# Copper Bolus



## Tab Carloni (Jan 28, 2019)

Hi again, sorry for so many questions. But..

I am pretty sure my goats need extra copper - one has a bit of fishtail and the other is black and her coat is turning red. 

I’ve already asked on here and it was evident my minerals could use extra copper, but was not able to find anything. I started giving the replamin gel just recently. 

I asked my vet about it and she said she has not come across copper deficiencies in my area and there is absolutely no need for copper bolus. But I am worried and my goats do have the signs. 


So, my questions are:

Should I bolus if I think necessary? Would it harm them otherwise? 

Is it safe to bolus all 6 of my goats including one that is pregnant? 

Where could I get one? The one on Jeffers seems to be for larger goats and mine are nigerian dwarfs. 

Thanks again!


----------



## mariarose (Oct 23, 2014)

Here are my thoughts, take it as you will.

Yes, almost all goats in the North American Continent are deficient in copper. This isn't something you are doing wrong. Domestic goats did not evolve here, so our naturally occurring minerals are not correct for them. No one's fault, it just is so.

Copper Oxide (the copper found in the boluses) is EXTREMELY safe. Yes, you can, and should, give it to your whole herd, including preggos.

The 2 gram boluses are only going to be a maintenance dose, so they will maintain the deficient status you now "enjoy". I'd give a 4 gram dose this time, then next time give the 2 gram dose, providing you give it before too bad of a deficiency.

They are VERY, VERY, safe to give. Boluses provide Copper OXIDE, which is a form that is extremely slow acting and slow release. This is why I feel very comfortable telling you that if you are this deficient, that the 4 gram dose is the way to go at the start, and then to cut back.

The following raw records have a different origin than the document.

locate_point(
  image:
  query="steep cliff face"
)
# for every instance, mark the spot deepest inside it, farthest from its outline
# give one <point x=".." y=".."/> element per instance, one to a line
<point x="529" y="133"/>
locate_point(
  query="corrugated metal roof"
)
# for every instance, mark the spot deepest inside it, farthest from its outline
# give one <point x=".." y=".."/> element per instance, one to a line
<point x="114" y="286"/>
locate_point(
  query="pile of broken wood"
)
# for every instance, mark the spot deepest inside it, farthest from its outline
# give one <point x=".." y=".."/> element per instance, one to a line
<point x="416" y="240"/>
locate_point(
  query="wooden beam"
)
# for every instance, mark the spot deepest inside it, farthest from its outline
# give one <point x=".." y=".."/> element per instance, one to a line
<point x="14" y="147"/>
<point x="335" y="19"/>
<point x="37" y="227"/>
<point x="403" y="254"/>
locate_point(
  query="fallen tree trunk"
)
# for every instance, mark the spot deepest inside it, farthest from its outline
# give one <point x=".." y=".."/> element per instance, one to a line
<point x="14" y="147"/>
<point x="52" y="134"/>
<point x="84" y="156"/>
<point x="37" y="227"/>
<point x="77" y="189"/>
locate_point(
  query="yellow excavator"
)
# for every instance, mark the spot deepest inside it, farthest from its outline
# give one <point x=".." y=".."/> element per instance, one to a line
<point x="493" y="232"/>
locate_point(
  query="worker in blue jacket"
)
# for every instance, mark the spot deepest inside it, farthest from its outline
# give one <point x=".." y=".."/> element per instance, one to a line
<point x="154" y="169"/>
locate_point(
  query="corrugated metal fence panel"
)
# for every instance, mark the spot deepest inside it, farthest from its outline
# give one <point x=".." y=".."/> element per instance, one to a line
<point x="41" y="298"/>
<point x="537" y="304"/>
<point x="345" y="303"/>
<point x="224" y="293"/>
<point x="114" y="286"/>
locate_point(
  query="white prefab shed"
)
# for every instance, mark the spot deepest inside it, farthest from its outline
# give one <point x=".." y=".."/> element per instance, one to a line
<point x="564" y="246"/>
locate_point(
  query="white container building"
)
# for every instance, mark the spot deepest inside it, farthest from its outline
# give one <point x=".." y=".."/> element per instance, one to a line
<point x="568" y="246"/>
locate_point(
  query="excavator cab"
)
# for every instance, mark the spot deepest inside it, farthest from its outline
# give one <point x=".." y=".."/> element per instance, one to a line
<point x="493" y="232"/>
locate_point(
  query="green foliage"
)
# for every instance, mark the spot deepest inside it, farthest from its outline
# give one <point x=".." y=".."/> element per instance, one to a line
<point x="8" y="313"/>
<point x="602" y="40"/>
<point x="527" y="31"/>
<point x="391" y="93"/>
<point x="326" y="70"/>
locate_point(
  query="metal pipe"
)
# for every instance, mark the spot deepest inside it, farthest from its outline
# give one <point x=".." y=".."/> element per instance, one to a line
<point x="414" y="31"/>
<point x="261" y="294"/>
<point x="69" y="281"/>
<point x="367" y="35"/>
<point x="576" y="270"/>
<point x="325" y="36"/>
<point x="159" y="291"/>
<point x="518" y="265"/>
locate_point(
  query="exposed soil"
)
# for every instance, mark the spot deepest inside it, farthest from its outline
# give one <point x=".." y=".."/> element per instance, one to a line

By way of comparison, I used to give the calf sized boluses, 12.5 grams, every 2 months, to everyone over 50 lbs, and I still could not keep up with the demand for copper.

It is very safe. And very necessary.


----------



## Tab Carloni (Jan 28, 2019)

mariarose said:


> Here are my thoughts, take it as you will.
> 
> Yes, almost all goats in the North American Continent are deficient in copper. This isn't something you are doing wrong. Domestic goats did not evolve here, so our naturally occurring minerals are not correct for them. No one's fault, it just is so.
> 
> ...


I was hoping you would tap in. Thank you!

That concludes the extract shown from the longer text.